Search papers, labs, and topics across Lattice.
This paper introduces an attestation-aware promotion gate to verify claims about LLM training and release pipelines, ensuring that artifacts meet security and provenance requirements before being admitted into trusted environments. The gate enforces policies related to safe loading, static scanning, and secure deployment, and can optionally integrate dynamic runtime security signals. By cryptographically binding claims to artifacts, the proposed system aims to mitigate supply-chain risks such as compromised dependencies and backdoored models.
Securing LLM supply chains requires cryptographically binding training and release claims to artifacts, enabling verifiable enforcement of security policies across teams and stages.

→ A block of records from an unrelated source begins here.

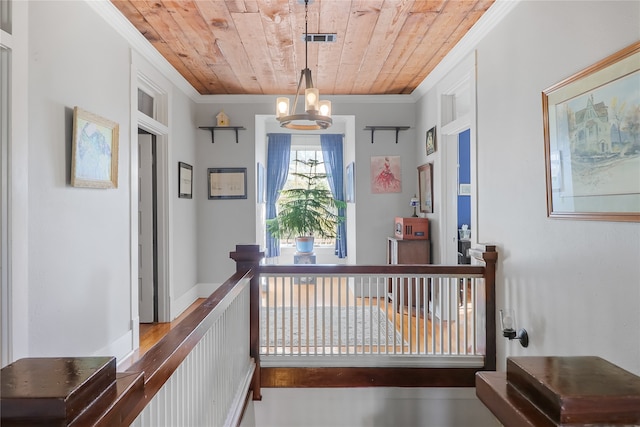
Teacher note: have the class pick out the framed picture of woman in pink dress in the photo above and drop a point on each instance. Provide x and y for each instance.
(386, 174)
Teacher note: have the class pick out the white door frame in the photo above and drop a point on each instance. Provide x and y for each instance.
(456, 113)
(145, 77)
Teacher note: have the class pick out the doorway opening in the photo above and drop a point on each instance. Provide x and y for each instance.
(147, 228)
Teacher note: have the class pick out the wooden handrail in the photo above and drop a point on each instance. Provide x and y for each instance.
(132, 390)
(96, 402)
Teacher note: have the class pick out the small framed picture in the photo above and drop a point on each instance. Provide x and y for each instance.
(351, 196)
(261, 188)
(592, 155)
(185, 182)
(227, 183)
(431, 141)
(94, 157)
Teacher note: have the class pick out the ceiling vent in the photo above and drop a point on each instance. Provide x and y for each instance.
(321, 37)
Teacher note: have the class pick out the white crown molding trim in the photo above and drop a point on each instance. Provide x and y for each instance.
(138, 42)
(271, 99)
(486, 23)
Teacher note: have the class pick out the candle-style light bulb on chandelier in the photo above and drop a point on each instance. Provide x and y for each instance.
(317, 114)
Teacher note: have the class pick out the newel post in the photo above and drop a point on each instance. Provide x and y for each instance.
(247, 257)
(490, 257)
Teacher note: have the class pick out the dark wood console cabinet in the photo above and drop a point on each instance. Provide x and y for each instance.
(401, 251)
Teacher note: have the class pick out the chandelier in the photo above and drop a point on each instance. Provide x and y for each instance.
(317, 114)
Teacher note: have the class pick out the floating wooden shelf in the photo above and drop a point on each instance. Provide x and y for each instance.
(396, 128)
(559, 391)
(214, 128)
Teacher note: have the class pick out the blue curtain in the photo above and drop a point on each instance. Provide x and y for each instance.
(278, 155)
(333, 163)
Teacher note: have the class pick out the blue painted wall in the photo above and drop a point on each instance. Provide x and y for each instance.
(464, 177)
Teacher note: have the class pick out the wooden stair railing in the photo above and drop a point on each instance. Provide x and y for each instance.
(94, 394)
(87, 391)
(376, 376)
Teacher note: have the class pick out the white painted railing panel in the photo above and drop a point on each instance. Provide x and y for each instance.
(407, 320)
(209, 386)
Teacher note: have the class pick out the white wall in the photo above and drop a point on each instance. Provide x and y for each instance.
(79, 240)
(374, 406)
(79, 290)
(574, 285)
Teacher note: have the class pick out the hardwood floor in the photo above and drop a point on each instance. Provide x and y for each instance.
(322, 293)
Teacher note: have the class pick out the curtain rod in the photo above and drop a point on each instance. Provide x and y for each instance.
(305, 134)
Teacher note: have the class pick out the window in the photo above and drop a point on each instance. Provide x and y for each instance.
(305, 152)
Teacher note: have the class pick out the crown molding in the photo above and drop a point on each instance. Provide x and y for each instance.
(271, 99)
(498, 10)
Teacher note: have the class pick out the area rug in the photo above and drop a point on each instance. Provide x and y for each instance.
(335, 327)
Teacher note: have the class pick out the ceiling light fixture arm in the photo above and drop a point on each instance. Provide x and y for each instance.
(317, 114)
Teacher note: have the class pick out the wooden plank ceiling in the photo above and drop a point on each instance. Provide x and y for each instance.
(257, 47)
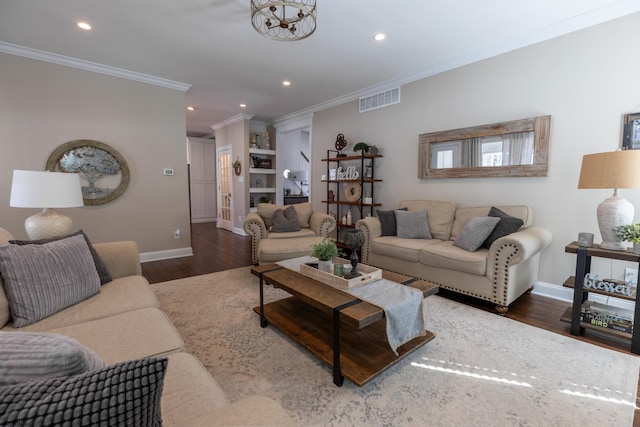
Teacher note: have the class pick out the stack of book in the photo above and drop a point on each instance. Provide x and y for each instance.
(607, 316)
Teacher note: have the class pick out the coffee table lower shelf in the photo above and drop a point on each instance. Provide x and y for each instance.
(364, 353)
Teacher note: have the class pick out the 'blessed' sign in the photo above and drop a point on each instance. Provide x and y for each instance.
(614, 287)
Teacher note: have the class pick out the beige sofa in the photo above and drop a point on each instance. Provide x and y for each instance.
(124, 322)
(269, 246)
(499, 274)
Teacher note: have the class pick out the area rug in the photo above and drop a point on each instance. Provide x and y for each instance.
(480, 370)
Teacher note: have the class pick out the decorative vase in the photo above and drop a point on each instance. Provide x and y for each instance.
(326, 266)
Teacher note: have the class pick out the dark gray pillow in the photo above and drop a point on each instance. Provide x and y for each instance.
(388, 222)
(285, 220)
(508, 224)
(41, 280)
(475, 232)
(105, 277)
(28, 356)
(412, 224)
(126, 393)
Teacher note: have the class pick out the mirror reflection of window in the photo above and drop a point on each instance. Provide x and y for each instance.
(489, 151)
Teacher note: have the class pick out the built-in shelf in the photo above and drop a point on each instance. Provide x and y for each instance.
(262, 190)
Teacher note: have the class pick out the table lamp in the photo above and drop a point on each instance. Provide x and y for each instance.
(47, 190)
(614, 169)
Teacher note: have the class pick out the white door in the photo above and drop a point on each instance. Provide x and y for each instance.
(225, 185)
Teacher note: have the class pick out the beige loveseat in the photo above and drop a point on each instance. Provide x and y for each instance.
(499, 274)
(124, 322)
(270, 246)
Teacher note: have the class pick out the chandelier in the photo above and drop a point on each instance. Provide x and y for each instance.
(287, 20)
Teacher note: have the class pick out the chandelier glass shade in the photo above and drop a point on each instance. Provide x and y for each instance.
(287, 20)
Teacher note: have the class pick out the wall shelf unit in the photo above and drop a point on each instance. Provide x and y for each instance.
(262, 177)
(350, 194)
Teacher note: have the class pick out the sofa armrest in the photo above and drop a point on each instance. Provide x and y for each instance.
(516, 248)
(321, 223)
(121, 258)
(371, 228)
(255, 227)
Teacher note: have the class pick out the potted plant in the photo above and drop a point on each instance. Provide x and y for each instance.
(325, 251)
(630, 233)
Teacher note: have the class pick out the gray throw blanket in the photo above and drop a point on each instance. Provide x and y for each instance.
(402, 304)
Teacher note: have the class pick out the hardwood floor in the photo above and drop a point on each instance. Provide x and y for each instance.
(218, 250)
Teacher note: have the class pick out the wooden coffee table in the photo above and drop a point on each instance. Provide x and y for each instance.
(358, 350)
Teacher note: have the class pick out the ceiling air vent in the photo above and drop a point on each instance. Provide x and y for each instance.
(381, 99)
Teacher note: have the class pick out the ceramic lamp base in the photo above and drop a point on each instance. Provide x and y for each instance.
(47, 224)
(614, 212)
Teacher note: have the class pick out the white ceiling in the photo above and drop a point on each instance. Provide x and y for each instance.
(211, 45)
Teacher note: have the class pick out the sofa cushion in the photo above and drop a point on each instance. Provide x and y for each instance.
(114, 340)
(119, 296)
(105, 277)
(41, 280)
(388, 222)
(445, 255)
(476, 232)
(28, 356)
(412, 224)
(508, 224)
(440, 215)
(285, 220)
(404, 249)
(303, 210)
(127, 393)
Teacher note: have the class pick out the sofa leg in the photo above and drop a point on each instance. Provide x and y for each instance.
(502, 309)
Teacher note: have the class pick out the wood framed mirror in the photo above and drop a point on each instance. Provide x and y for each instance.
(518, 148)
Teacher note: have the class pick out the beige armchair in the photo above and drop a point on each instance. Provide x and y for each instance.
(269, 246)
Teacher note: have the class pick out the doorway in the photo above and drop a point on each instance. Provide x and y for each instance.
(225, 186)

Modern Large Language Model (LLM) systems are assembled from third-party artifacts such as pre-trained weights, fine-tuning adapters, datasets, dependency packages, and container images, fetched through automated pipelines. This speed comes with supply-chain risks, including compromised dependencies, malicious hub artifacts, unsafe deserialization, forged provenance, and backdoored models. A core gap is that training and release claims (e.g., data and code lineage, build environment, and security scanning results) are rarely cryptographically bound to the artifacts they describe, making enforcement inconsistent across teams and stages. We propose an attestation-aware promotion gate: before an artifact is admitted into trusted environments (training, fine-tuning, deployment), the gate verifies claim evidence, enforces safe loading and static scanning policies, and applies secure-by-default deployment constraints. When organizations operate runtime security tooling, the same gate can optionally ingest standardized dynamic signals via plugins to reduce uncertainty for high-risk artifacts. We outline a practical claims-to-controls mapping and an evaluation blueprint using representative supply-chain scenarios and operational metrics (coverage and decisions), charting a path toward a full research paper.